Shaw temporarily closing all stores nationwide, Telus shutting down mall kiosks in response to COVID-19 pandemic

    A Freedom Mobile location in Toronto. The Canadian Press/Nathan Denette

    Shaw is temporarily closing all its stores across Canada and Telus is putting its mall kiosks on hiatus as the COVID-19 pandemic spreads across the country. Both firms will pay employees who are losing hours because of the moves.

    Shaw’s temporary closures, which are currently scheduled to last until March 27, affect all of its 159 stores nationwide, including those of its subsidiary, Freedom Mobile.

    Talking Point

    Telus and Shaw, two of Canada’s largest telecoms, are temporarily closing locations across the country in response to the COVID-19 pandemic. Shaw is shutting down all storefronts, whereas Telus is closing its mall kiosks, as both firms try to reduce the number of people exposed to the disease. It’s not just telecoms shutting down. Apple is closing 450 stores across 21 countries; Knix Wear, Lululemon, Lush Cosmetics and Aritizia have all closed their doors, as well.

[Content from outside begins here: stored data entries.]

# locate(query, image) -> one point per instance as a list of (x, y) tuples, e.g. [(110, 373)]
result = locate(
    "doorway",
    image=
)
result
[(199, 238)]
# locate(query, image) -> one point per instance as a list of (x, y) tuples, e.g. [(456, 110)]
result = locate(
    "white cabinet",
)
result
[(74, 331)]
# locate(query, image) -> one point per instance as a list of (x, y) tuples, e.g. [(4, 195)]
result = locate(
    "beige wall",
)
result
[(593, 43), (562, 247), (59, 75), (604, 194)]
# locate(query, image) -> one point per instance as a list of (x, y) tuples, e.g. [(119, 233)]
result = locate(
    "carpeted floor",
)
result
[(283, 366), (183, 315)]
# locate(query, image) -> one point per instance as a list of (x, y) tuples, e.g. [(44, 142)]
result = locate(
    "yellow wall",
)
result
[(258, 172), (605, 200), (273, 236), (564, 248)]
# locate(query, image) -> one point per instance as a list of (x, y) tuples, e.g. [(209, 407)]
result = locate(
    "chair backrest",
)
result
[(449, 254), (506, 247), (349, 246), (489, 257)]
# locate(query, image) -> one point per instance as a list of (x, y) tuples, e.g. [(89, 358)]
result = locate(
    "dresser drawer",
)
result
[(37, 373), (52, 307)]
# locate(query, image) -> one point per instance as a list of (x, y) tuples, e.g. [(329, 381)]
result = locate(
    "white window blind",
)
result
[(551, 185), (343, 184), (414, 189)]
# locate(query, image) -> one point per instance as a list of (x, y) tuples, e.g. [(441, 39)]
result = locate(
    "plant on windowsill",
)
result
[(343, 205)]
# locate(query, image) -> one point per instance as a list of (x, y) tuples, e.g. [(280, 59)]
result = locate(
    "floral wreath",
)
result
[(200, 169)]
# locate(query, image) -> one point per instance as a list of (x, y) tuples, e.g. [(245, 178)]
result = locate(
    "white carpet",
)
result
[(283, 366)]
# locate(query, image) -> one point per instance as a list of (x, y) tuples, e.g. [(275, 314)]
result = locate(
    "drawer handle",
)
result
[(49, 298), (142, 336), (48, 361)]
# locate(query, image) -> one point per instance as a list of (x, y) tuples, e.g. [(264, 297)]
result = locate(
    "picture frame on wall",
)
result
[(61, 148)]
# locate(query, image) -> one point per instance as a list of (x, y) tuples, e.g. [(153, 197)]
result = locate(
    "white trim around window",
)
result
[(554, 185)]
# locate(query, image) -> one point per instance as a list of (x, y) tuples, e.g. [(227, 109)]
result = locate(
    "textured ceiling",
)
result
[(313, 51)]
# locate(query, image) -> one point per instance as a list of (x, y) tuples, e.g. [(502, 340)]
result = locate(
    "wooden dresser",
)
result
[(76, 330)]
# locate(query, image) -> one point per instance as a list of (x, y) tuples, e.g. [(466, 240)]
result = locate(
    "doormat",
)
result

    “The health and well-being of our employees and customers is our top priority,” said Shaw CEO Brad Shaw in a statement. “This step will help our communities and health care professionals across the country better tackle this growing pandemic by helping to flatten the curve and reduce the number of individuals who can be exposed to COVID-19.”

    Telus’s move, which goes into effect at the close of business Monday, affects kiosks operating under its own name, as well as those of its brands Koodo and Public Mobile.

    “For retail team members affected by store closures we are introducing top up payments to ensure that they continue to be paid their average monthly wages and performance pay during this challenging time,” Telus spokesperson Brandi Rees told The Logic. She set no timeline for how long the closures would last: “It’s a fluid situation that we are continuing to monitor.”

    Telus is keeping storefronts open, but is taking additional measures to protect employee safety, including “enabling a touchless experience” in its stores. 

    Not all telecoms are closing their stores. Cogeco asked employees to work from home where possible last week, but is keeping its stores open. 

    “For our stores we have implemented health and safety measures, we are monitoring the situation closely and we are following governments’ recommendations,” said Cogeco spokesperson Anastasia Unterner. 

    SaskTel is also keeping stores open. The telecom announced today it’s waiving data overages and making a number of television channels free for customers.

    “We are closely monitoring the situation but at this time, our stores remain open and our employees are at work,” said SaskTel spokesperson Michelle Englot.

    Rogers announced Monday it and its brands Fido and chatr would make at least 14 television channels free for customers until April 30. Until that same day, they will also waive all long-distance voice-calling fees, as well as roaming fees for people outside the country and will ensure no customer’s service is stopped over the next 90 days due to financial difficulties. The firm, which said Friday it would waive home internet data caps in response to the teleworking surge, is also now offering Microsoft Teams and Office 365 free for six months to support small businesses whose employees are working from home. 

    “The connectivity we provide Canadians is critical now more than ever, and these steps will help to make life a little easier for our customers,” said Rogers CEO Joe Natale. The firm did not immediately reply to a request for comment about whether it was planning to close stores. 

    Bell and Videotron, which recently said they would suspend data caps on home internet for customers in response to COVID-19, did not immediately reply to requests for comment on their store closure plans.